BPHS Principal Melinda Chevalier said that Police Chief Terry Stier broached the idea to her this past spring while the two were working on creating a social-distanced graduation processional.
“I told him I was all on board,” said Chevalier. “Our district and all of our principals appreciate the work that the PD does with our school, with our kids, with our staff, and it’s really nice to have that police presence accessible.”
Formerly, Officer Brian Vycital acted as the school resource officer until being promoted to patrol sergeant in June of 2019. The schools have not had an officer assigned to them since that time. The city council and the public safety committee requested that Police Chief Stier create a plan for resuming police presence in the public schools.
Officer Apryl Grund began her duties as school liaison officer on Wednesday, Sept. 9, and Officer Nik Friedges started Monday, Sept. 14. They are assigned to the schools five days a week and will be present at recess and lunches when possible, as well as travel with the sports teams.

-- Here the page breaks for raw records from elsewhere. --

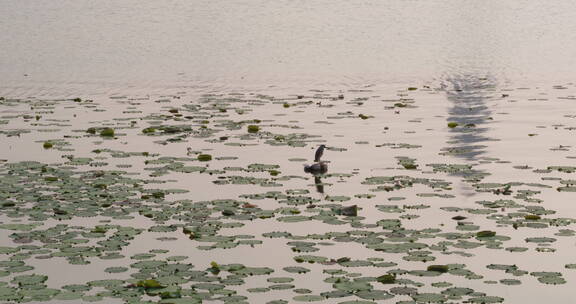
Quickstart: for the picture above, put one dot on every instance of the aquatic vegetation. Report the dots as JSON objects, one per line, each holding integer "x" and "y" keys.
{"x": 171, "y": 222}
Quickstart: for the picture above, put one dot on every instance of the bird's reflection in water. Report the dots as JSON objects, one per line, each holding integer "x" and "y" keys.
{"x": 317, "y": 169}
{"x": 319, "y": 184}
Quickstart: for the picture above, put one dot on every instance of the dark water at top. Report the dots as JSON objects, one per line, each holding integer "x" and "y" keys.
{"x": 113, "y": 44}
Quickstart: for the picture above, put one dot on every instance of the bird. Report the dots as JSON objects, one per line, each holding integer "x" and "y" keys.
{"x": 319, "y": 153}
{"x": 317, "y": 168}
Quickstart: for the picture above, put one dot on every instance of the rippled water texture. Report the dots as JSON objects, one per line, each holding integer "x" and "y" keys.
{"x": 111, "y": 44}
{"x": 163, "y": 151}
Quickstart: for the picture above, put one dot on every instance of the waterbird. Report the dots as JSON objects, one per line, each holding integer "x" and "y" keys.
{"x": 316, "y": 168}
{"x": 319, "y": 153}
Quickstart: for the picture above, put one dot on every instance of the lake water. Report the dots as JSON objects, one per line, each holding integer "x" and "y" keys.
{"x": 448, "y": 124}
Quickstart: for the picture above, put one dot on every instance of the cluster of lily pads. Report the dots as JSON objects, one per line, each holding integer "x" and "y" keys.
{"x": 90, "y": 208}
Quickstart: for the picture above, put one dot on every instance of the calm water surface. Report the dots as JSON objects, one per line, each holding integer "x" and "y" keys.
{"x": 501, "y": 70}
{"x": 112, "y": 45}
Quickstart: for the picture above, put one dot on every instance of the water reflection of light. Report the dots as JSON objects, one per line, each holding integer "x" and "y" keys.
{"x": 469, "y": 96}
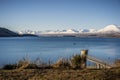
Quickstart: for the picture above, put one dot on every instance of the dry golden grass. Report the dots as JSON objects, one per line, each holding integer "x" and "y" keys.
{"x": 61, "y": 74}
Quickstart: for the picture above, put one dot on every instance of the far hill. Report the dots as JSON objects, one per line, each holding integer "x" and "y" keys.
{"x": 7, "y": 33}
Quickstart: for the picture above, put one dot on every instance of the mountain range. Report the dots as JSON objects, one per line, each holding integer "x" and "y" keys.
{"x": 108, "y": 31}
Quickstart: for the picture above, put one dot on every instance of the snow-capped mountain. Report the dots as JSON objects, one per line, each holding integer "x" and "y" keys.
{"x": 110, "y": 29}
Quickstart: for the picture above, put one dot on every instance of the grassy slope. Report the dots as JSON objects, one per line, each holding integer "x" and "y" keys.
{"x": 60, "y": 74}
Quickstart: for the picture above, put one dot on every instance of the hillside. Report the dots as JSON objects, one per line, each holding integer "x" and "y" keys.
{"x": 7, "y": 33}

“They’ll be present at our different activities and events to create those relationships and get to know the kids both inside the school day and outside the school day,” said Chevalier. Both officers will continue working patrol duties and being called out as needed, but they will make any school-related calls their priority.

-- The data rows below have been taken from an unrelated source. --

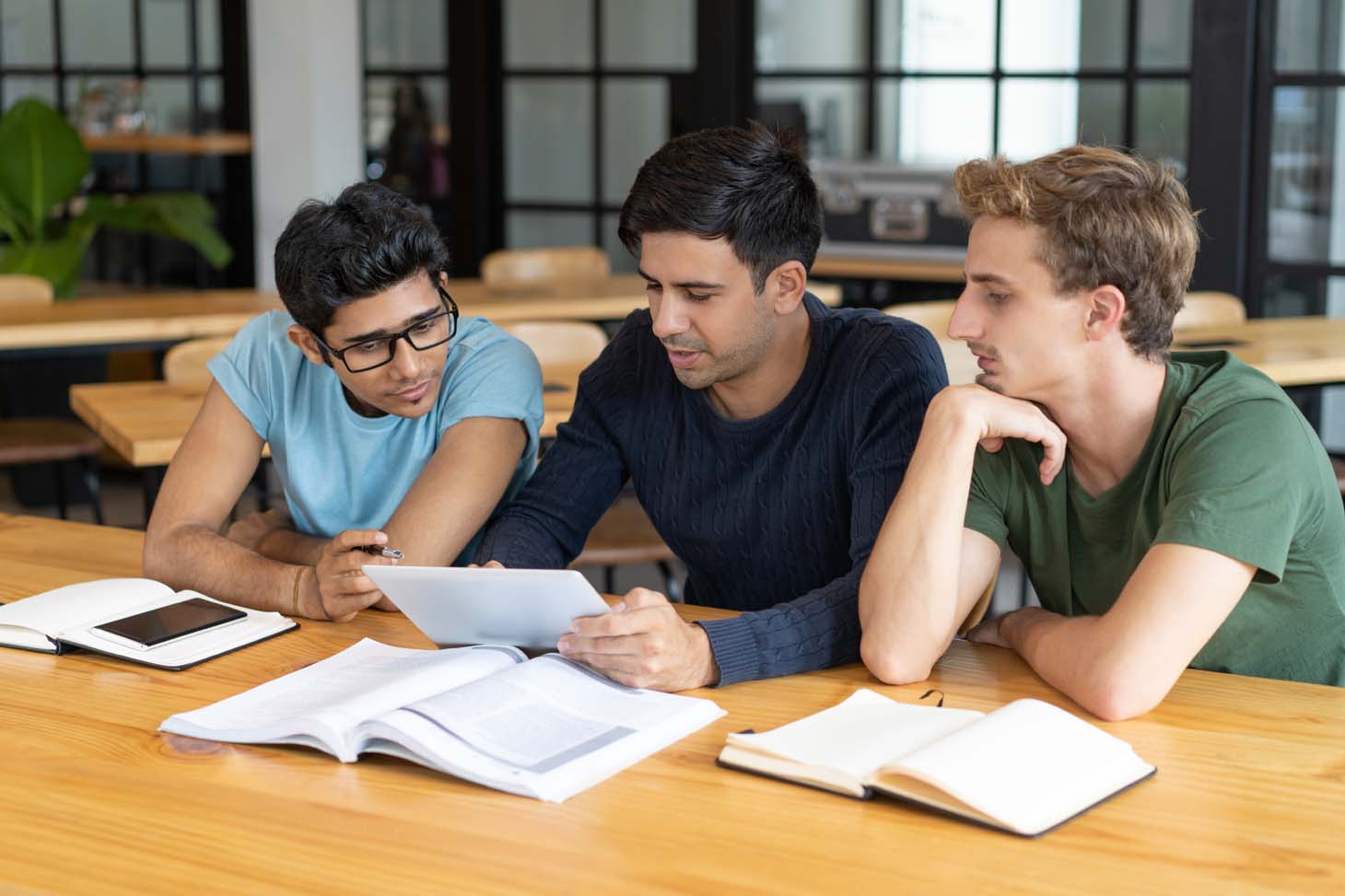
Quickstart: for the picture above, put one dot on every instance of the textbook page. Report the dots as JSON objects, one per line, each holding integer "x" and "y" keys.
{"x": 322, "y": 704}
{"x": 859, "y": 735}
{"x": 546, "y": 728}
{"x": 37, "y": 622}
{"x": 1028, "y": 764}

Besides their skill as public safety officials and willingness to serve in the schools, Stier believes that the two officers will be especially effective thanks to their age.
“They’re the youngest officers we have in the department, so the high school students will relate better to them rather than a 40- or 50-year-old officer,” said Stier. “The younger officers are excited, they’re enthusiastic, they have big ideas, and they want to help kids and build relationships. When the officers are in the school and they’re having fun with the kids, the kids in crisis won’t just see cops when everything is bad.”

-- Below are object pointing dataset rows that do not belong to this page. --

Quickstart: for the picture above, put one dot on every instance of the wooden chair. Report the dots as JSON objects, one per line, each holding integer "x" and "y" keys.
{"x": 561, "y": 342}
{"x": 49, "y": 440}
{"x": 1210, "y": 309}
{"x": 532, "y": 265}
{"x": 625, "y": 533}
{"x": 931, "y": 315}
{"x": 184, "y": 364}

Both officers’ first days at the schools provided a good snapshot of their day-to-day activities. Grund assisted in apprehending the suspects in a vandalism, while Friedges played with students during recess and had lunch with high school students.
In addition to daily interaction with students, the officers will soon be providing safety and awareness programs for the different grades.
“We’re currently developing programs that we’re going to try in the school district to see what works best for the city of Belle Plaine,” Stier said. “Instead of the DARE program at a younger age, we’re looking into more of an eighth- or ninth-grade drugs and choices program. We’re pulling from other departments to see what they’re doing and how we can tailor it to Belle Plaine.”
Belle Plaine teachers and principals anticipate great outcomes from having strong additional resources for the kids they teach. Chevalier remembered that students would specifically request Vycital when they had questions or situations that required a public safety official’s input and expects that the students will quickly begin to view Grund and Friedges as friends.
“They will be our go-to people if we ever need any support, whether it’s a conversation with a kid or some kind of investigation,” Chevalier said. “I just appreciate it so much that they are willing to come in and build relationships on the front end, so that on the back end you have that connection and it’s more of a teachable moment than discipline. They build this sense of trust.”